Theory and Applications of a Computational Framework for Crystal Plasticity


The course addresses some of the challenges in simulating crystal plasticity arising from its underlying multi-length scale nature. After introducing the relevant background in metal physics and continuum mechanics, we discuss strategies of coarse-graining material behavior on different length scales as well as a flexible framework for numerical implementation.


Almost all structural metals undergo plastic, i.e. permanent, deformation during their production and/or use. The simulation of plasticity in crystalline solids is hence an important issue in various engineering disciplines ranging from the optimization of lattice defect content during solidification and cooling of mono-crystals for semi-conductor applications to the prediction of anisotropic shape changes in deep drawing of Al sheets into beverage cans.

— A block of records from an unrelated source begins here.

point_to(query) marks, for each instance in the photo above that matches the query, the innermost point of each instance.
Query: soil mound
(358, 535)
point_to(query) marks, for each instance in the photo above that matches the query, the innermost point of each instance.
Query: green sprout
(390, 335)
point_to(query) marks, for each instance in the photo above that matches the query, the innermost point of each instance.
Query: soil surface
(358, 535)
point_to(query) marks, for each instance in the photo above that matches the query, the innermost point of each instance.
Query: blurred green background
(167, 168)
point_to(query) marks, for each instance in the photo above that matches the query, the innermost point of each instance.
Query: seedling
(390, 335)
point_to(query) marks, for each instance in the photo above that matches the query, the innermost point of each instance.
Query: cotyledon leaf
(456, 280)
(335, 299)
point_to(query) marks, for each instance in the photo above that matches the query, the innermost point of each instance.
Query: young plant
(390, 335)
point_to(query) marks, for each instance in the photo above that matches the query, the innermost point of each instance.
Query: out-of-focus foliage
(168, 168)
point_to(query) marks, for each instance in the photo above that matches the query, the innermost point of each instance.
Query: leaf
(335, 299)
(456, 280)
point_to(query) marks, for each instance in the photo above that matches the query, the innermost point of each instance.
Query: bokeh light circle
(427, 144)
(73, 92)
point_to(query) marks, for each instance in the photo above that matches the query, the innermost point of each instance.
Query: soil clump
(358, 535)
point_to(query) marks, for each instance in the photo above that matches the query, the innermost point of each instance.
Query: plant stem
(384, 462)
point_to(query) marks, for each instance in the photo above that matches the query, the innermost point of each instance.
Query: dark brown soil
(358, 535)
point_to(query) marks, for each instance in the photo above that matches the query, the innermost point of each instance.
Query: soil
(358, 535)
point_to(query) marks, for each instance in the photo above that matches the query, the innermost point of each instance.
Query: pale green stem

However, this is not at all an easy task. The major challenge faced is the multi-scale nature of the problem. Typically, structural metals are not homogenous in a continuum sense but contain a hierarchy of structural features. Hence, the actual stress operating in the vicinity of dislocations, i.e. the linear lattice lattice defects predominantly mediating plasticity on the level of individual crystallites, is difficult to predict from the boundary conditions imposed on the component scale.

The series of lectures aims to illuminate fundamental aspects connected to a computational framework for crystal plasticity. We will deal with:

  • crystal plasticity background from metal physics
  • continuum mechanical background
  • coarse-graining schemes for individual crystallites and poly-crystals
  • time-integration schemes
  • modular coding
  • applications, examples and outlooks.